Right, I don’t know how much data a model stores, and how much of that can be reached through retraining, if all parameters can’t be specified outright. If the translation is bad enough it couldn’t quote an LLM and memorize its parameters as explicitly accessible raw data using a model of comparable size. Still, an LLM trained on actual language could probably get quite a lot smaller after some lossy compression (that I have no idea how to specify), and it would also take eons to decode from the model (by doing experiments on it to elicit its behavior). So size bounds are not the most practical concern here. But maybe the memorized data could be written down much faster with a reasonable increase in model size?
Hmm, there might be relevant limitations based on the structure of the model, but those limitations seem to be peculiar to the model under consideration. They don’t seem to generalise to arbitrary systems selected for minimising predictive loss on text prediction.
That is, I don’t think they’re a fundamental limitation of language models, and it was the limits of language models I mostly wanted to explore in this post.
Agreed. But:
1. I was commenting on your “Moreover, the diversity and comprehensiveness of the dataset a language model is trained on will limit the capabilities it can actually attain in deployment. I.e. that a particular upper bound exists in principle, does not mean it will be realised in practice.”: I think that in practice what’s realisable will be limited at least as much by the structure of the model as by how it’s trained.

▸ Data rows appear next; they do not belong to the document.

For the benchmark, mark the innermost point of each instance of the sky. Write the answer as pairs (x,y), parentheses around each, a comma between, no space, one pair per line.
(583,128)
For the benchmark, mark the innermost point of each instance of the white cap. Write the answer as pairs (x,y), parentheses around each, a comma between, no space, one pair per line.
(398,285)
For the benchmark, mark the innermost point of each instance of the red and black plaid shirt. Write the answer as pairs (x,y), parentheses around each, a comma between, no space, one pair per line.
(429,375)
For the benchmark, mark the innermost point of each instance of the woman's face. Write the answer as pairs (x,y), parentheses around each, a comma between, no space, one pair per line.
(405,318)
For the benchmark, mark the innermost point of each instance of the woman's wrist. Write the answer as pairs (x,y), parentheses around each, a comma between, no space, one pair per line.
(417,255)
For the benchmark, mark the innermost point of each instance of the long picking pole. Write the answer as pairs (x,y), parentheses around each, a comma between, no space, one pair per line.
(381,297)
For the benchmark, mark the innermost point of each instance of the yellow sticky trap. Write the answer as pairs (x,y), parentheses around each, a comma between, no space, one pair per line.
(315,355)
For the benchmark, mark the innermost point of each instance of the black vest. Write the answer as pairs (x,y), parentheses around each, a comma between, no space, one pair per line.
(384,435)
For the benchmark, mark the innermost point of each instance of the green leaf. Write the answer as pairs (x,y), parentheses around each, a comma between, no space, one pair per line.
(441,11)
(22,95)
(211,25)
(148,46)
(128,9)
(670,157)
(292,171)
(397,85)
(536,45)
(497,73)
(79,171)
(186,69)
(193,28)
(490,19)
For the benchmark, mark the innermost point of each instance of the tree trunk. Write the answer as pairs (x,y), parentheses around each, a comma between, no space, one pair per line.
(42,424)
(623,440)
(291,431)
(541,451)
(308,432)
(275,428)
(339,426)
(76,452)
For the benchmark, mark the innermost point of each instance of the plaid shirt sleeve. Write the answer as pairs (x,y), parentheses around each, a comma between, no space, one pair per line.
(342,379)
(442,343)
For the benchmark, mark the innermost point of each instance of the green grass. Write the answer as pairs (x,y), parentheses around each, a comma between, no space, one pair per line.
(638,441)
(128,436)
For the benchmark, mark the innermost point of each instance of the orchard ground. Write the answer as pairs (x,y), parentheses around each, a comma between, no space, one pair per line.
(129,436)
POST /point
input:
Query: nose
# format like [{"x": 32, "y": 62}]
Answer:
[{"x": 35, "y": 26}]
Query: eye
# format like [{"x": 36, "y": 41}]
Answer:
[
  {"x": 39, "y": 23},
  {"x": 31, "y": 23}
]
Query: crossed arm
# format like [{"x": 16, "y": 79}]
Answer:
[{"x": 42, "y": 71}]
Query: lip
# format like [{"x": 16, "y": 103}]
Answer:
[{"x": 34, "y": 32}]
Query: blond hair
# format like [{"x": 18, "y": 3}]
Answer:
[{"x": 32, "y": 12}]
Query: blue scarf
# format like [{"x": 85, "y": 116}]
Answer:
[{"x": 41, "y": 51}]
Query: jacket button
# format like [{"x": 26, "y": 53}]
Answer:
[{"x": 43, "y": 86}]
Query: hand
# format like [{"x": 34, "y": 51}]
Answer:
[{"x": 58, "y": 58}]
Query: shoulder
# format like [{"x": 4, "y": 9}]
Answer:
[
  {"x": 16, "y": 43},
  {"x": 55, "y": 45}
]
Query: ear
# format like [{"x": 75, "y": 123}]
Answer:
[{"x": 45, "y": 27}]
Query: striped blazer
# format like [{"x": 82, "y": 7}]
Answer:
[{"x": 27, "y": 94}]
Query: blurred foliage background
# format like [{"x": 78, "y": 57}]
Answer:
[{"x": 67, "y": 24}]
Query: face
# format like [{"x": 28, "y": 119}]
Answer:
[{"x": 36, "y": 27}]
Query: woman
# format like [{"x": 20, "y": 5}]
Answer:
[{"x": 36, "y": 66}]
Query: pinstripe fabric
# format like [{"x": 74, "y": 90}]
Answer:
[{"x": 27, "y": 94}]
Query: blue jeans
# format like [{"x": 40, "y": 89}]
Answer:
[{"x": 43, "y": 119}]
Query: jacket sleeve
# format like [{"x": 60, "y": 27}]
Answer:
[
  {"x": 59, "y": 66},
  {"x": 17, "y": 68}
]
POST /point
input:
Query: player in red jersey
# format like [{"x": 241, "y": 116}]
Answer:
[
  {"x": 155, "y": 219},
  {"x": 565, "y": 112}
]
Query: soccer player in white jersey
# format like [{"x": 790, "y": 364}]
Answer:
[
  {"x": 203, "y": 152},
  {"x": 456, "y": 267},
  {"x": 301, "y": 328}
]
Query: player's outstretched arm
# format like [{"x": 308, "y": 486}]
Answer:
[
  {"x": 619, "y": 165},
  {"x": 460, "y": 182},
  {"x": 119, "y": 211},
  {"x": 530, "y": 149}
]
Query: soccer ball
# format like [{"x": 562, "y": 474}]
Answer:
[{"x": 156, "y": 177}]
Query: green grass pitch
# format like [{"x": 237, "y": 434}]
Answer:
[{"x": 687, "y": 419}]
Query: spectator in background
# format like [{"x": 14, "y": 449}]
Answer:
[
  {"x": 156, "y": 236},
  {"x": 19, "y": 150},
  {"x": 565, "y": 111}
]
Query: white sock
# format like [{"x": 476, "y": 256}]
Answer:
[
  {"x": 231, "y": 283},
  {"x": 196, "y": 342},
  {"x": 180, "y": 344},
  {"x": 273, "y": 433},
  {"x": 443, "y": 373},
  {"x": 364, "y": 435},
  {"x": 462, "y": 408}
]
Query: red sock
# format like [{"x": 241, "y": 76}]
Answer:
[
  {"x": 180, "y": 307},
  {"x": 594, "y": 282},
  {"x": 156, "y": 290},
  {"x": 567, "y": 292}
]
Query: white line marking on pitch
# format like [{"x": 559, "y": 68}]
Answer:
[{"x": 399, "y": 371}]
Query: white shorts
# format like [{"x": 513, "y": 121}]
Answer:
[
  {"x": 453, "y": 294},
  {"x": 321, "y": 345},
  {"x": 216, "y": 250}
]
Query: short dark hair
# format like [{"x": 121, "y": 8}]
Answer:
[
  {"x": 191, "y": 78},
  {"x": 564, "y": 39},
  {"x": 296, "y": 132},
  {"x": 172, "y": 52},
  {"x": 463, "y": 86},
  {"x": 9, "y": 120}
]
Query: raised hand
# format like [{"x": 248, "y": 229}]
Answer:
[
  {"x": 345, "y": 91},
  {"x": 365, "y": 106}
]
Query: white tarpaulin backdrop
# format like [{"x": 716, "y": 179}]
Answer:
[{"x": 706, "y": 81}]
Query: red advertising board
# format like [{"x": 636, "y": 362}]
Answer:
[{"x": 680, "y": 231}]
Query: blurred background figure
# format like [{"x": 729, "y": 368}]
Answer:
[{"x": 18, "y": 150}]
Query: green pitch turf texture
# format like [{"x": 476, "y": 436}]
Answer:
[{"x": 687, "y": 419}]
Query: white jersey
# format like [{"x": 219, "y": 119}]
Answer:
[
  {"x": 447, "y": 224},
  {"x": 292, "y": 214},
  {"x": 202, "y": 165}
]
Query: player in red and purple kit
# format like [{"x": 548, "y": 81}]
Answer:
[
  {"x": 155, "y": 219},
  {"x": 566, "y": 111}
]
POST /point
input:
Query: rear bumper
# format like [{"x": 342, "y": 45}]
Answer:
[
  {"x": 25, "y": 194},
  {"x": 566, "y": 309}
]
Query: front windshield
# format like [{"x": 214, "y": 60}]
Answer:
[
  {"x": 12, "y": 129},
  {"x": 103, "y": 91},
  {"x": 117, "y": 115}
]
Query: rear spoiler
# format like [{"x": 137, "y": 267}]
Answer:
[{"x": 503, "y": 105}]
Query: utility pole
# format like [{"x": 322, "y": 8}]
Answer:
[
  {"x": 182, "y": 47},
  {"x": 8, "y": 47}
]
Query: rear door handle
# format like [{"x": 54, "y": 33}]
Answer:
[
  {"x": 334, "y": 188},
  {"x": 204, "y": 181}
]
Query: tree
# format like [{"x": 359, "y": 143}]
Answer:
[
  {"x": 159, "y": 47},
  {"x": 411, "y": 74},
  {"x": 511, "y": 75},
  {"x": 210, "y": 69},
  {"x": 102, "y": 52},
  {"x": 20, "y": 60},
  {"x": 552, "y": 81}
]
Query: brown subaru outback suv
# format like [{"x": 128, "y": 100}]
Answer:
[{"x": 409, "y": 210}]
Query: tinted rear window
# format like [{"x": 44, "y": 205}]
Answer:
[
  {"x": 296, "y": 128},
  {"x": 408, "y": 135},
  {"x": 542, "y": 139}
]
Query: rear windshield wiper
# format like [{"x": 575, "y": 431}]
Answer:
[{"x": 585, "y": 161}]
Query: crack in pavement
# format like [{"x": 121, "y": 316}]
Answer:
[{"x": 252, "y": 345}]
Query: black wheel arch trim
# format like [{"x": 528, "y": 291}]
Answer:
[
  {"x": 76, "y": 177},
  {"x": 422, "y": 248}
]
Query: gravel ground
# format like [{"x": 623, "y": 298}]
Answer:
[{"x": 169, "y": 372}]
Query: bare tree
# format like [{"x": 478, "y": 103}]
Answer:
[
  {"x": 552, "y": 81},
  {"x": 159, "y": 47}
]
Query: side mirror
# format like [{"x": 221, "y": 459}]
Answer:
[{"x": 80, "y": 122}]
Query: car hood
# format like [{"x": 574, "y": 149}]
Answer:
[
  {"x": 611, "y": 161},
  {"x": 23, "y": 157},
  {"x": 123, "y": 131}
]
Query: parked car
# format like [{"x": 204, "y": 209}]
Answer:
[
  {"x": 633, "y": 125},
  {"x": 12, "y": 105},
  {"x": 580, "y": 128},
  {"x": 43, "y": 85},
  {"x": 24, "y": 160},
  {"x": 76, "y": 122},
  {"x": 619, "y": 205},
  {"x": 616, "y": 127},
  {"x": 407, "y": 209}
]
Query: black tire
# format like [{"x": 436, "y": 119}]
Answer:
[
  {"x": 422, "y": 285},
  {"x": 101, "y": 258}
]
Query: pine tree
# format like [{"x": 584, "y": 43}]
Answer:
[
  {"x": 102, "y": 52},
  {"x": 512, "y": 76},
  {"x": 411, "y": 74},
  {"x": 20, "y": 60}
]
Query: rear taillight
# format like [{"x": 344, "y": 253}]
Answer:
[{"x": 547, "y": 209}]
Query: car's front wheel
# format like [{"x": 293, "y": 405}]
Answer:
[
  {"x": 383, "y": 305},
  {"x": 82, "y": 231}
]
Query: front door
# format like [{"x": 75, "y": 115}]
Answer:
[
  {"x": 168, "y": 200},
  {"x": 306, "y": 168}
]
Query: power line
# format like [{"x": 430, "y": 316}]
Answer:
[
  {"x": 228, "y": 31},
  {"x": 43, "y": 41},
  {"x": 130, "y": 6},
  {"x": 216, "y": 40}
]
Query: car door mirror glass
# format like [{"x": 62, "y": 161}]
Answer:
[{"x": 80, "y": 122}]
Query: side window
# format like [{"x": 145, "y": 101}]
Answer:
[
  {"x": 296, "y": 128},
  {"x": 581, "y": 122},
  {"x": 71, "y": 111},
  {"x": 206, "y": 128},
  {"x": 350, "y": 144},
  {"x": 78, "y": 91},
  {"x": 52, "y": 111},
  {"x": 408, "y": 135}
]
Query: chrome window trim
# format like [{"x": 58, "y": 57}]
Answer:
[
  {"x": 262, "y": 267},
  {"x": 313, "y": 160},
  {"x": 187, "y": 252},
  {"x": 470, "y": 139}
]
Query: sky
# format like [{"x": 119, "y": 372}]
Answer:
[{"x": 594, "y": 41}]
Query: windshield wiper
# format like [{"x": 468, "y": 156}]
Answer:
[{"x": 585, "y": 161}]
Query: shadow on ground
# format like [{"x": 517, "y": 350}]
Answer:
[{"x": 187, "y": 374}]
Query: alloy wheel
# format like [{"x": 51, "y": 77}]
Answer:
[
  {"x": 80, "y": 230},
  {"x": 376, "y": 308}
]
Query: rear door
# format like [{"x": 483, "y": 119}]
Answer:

So it’s not just “no matter how fancy a model we build, some plausible training methods will not enable it to do this” but also “no matter how fancy a training method we use, some plausible architectures will not be able to do this”, and that seemed worth making explicit.
2. In between “current versions of GPT” and “absolutely anything that is in some sense trying to predict text” it seems like there’s an interesting category of “things with the same general sort of structure as current LLMs but maybe trained differently”.
(I worry a little that a definition of “language model” much less restrictive than that may end up including literally everything capable of using language, including us and hypothetical AGIs specifically designed to be AGIs.)
Fair enough. I’ll try and add a fragment to the post making this argument (at a high level of generality, I’m too ignorant about LLM architecture details to describe such limitations in concrete terms).
I’m using “language model” here to refer to systems optimised solely for the task of predicting text.